06.16 The Effect Of Use And Timing Of Venous Thromboembolism Chemoprophylaxis After Major Vascular Surgery.

D. C. Horne1, P. Georgoff1, M. A. Healy1, N. H. Osborne1 1University Of Michigan,Department Of Surgery,Ann Arbor, MI, USA

Introduction:

Venous thromboembolism (VTE) has been reported to occur in as much as 2-33% of patients undergoing major open vascular surgery. Despite this relatively high incidence, patients inconsistently receive chemoprophylaxis. The true incidence of VTE among patients receiving chemoprophylaxis is unknown. We sought to explore the effect of not only administration, but timing of administration of chemoprophylaxis on risk of VTE and post-operative bleeding among patients undergoing major open vascular surgery.

Methods:

Patients undergoing major open vascular surgery (defined as open abdominal aortic aneurysm repair, aorto-femoral bypass, mesenteric bypass) and infrainguinal bypass were identified from the Michigan Surgical Quality Collaborative (MSQC) between 2008 and 2012. Rates of VTE (deep venous thrombosis and/or pulmonary embolism) were compared between patients receiving and not receiving routine VTE chemoprophylaxis using univariate and multivariate statistics. Delay in the initiation of chemoprophylaxis was defined as initiation of therapy greater than 1 day following surgery. Among patients receiving VTE chemoprophylaxis, the effect of the timing of initiation of chemoprophylaxis upon development of VTE was determined using multivariate statistics.

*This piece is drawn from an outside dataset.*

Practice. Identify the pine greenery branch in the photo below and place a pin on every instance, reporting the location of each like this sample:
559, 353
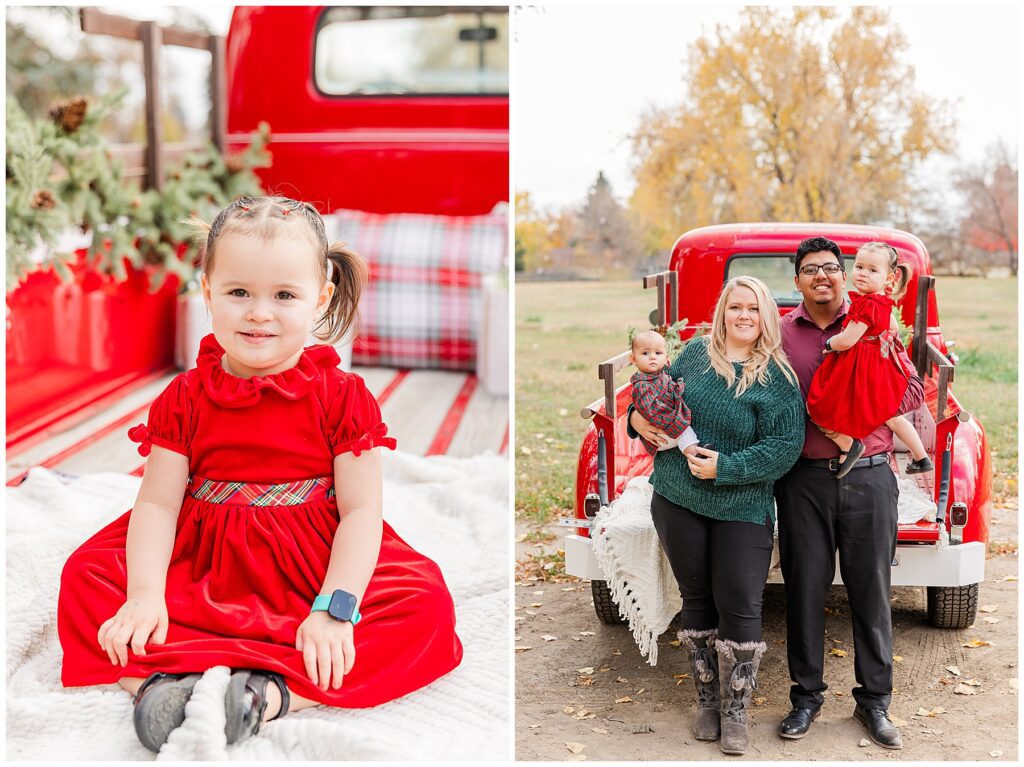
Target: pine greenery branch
61, 176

Post-operative complications were compared among all groups using univariate and multivariate analysis.

Results:

A total of 8776 patients underwent major open vascular surgery, including 1068 open AAA repairs, 958 aorto-femoral bypass and 6483 infrainguinal bypass procedures. The overall incidence of 30-day VTE was 1.4%, ranging from 0.99% among patients undergoing infrainguinal bypass and 2.62% among patients undergoing open abdominal procedures. Among all patients who received VTE chemoprophylaxis anytime during their admission, the rate of VTE was 1.45% as compared to 1.38% among those who did not receive chemoprophylaxis. However, accounting for the timing of chemoprophylaxis initiation, delay in the administration of VTE chemoprophylaxis was associated with a significantly higher risk of VTE (OR 3.92, p<0.01), controlling for pre-op risk of VTE. There was no increased risk of post-operative transfusion among patients receiving routine chemoprophylaxis compared those who did not (16.28% vs. 17.43%, p=0.197).

Conclusions:

Although patients undergoing major open vascular surgery appear to have a low risk of VTE at baseline, there is a significantly higher risk of developing VTE among patients who have a delay in the administration of VTE chemoprophylaxis. Bleeding complications were no higher among patients who routinely receive chemoprophylaxis. Surgeons should consider routinely initiating chemoprophylaxis in the early post-operative setting following major open vascular surgery.